Bitmap/HLL data format
Bitmap format
Format description
The bitmap in Doris uses roaring bitmap storage, and the be side uses CRoaring. The serialization format of Roaring
is compatible in languages such as C++/java/go, while the serialization result of the format of C++ Roaring64Map
is the same as that of Roaring64NavigableMap
in Java. Not compatible. There are 5 types of Doris bimap, each of which is represented by one byte
The bitmap serialization format in Doris is explained as follows:
| flag | data .....|
<--1Byte--><--n bytes-->
The Flag value description is as follows:
Value | Description |
---|---|
0 | EMPTY, empty bitmap, the following data part is empty, the whole serialization result is only one byte |
1 | SINGLE32, there is only one 32-bit unsigned integer value in the bitmap, and the next 4 bytes represent the 32-bit unsigned integer value |
2 | BITMAP32, 32-bit bitmap corresponds to the type org.roaringbitmap.RoaringBitmap in java. The type is roaring::Roaring in C++, and the following data is the structure after the sequence of roaring::Roaring.

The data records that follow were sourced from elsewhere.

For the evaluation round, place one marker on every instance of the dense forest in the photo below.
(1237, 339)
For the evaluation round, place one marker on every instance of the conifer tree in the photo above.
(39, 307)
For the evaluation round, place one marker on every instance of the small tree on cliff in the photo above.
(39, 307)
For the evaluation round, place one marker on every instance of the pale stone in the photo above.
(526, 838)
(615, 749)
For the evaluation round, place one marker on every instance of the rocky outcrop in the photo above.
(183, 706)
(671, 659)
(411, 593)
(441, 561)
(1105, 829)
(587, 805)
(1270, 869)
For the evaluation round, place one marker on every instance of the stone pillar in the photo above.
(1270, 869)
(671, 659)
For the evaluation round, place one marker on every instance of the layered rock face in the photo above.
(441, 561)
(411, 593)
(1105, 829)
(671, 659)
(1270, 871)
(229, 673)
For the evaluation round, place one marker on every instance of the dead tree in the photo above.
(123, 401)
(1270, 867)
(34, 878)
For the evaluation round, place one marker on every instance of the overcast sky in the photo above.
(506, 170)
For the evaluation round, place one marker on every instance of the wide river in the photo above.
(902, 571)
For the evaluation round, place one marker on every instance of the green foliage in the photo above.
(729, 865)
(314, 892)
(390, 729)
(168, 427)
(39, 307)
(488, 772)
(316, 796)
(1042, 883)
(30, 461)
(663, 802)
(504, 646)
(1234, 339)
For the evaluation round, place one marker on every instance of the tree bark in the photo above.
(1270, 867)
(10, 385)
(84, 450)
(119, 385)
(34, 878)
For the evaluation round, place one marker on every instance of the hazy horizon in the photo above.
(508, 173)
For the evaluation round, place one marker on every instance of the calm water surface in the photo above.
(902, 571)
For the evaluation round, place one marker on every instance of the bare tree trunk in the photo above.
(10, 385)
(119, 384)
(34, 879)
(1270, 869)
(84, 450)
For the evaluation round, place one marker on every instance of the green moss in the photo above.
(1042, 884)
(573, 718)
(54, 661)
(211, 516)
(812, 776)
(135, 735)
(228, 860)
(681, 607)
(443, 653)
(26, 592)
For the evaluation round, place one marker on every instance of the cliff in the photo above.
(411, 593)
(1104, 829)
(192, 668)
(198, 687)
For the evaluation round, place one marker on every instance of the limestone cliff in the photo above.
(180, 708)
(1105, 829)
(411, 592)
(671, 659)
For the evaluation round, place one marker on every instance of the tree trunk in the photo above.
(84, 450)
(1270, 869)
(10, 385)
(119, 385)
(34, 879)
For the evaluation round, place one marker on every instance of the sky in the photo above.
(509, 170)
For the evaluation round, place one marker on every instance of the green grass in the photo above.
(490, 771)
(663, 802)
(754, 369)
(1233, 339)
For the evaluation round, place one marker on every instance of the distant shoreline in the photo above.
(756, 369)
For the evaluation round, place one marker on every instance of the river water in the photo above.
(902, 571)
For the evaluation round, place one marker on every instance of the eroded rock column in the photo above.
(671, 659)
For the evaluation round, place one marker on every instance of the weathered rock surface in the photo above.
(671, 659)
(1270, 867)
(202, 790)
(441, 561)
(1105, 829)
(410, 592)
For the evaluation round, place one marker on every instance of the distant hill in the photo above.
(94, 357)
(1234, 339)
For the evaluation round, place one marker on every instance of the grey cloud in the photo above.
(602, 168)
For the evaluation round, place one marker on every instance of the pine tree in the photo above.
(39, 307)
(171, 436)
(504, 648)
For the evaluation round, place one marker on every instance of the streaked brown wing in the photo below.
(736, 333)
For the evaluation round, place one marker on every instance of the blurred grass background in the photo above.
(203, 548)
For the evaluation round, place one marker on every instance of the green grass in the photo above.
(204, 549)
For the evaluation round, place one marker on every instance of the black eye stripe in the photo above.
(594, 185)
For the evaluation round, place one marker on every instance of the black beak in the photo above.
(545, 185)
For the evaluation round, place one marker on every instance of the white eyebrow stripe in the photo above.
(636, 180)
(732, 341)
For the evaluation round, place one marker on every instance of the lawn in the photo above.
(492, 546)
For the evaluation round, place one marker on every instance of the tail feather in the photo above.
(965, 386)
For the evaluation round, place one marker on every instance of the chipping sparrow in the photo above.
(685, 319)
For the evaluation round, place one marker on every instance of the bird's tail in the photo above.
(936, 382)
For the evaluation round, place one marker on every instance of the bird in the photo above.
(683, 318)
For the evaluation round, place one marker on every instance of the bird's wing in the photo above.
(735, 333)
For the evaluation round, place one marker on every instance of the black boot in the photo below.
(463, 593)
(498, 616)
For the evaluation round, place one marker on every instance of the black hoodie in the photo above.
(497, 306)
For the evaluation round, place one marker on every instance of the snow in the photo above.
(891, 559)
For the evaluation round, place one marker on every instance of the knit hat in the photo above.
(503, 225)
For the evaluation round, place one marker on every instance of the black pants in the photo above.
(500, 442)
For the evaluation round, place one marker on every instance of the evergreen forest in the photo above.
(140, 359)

You can use org in java. .roaringbitmap.RoaringBitmap or roaring::Roaring in c++ directly deserialize |
3 | SINGLE64, there is only one 64-bit unsigned integer value in the bitmap, and the next 8 bytes represent the 64-bit unsigned integer value |
4 | BITMAP64, 64-bit bitmap corresponds to org.roaringbitmap.RoaringBitmap in java; Roaring64Map in doris in c++. The data structure is the same as the result in the roaring library, but the serialization and deserialization methods It is different, there will be 1-8 bytes of variable-length encoding uint64 in the bitmap representation of the size. The following data is a series of multiple high-order representations of 4 bytes and 32-bit roaring bitmap serialized data repeated |
5 | SET, When the number of values in the bitmap is greater than one and less than 32, the BitmapValue actually uses a hash set to store the values. The data structure: A uint8_t of one byte represents the number of values, followed by the values themselves (8 bytes each, uint64_t). | |
C++ serialization and deserialization examples are in the BitmapValue::write()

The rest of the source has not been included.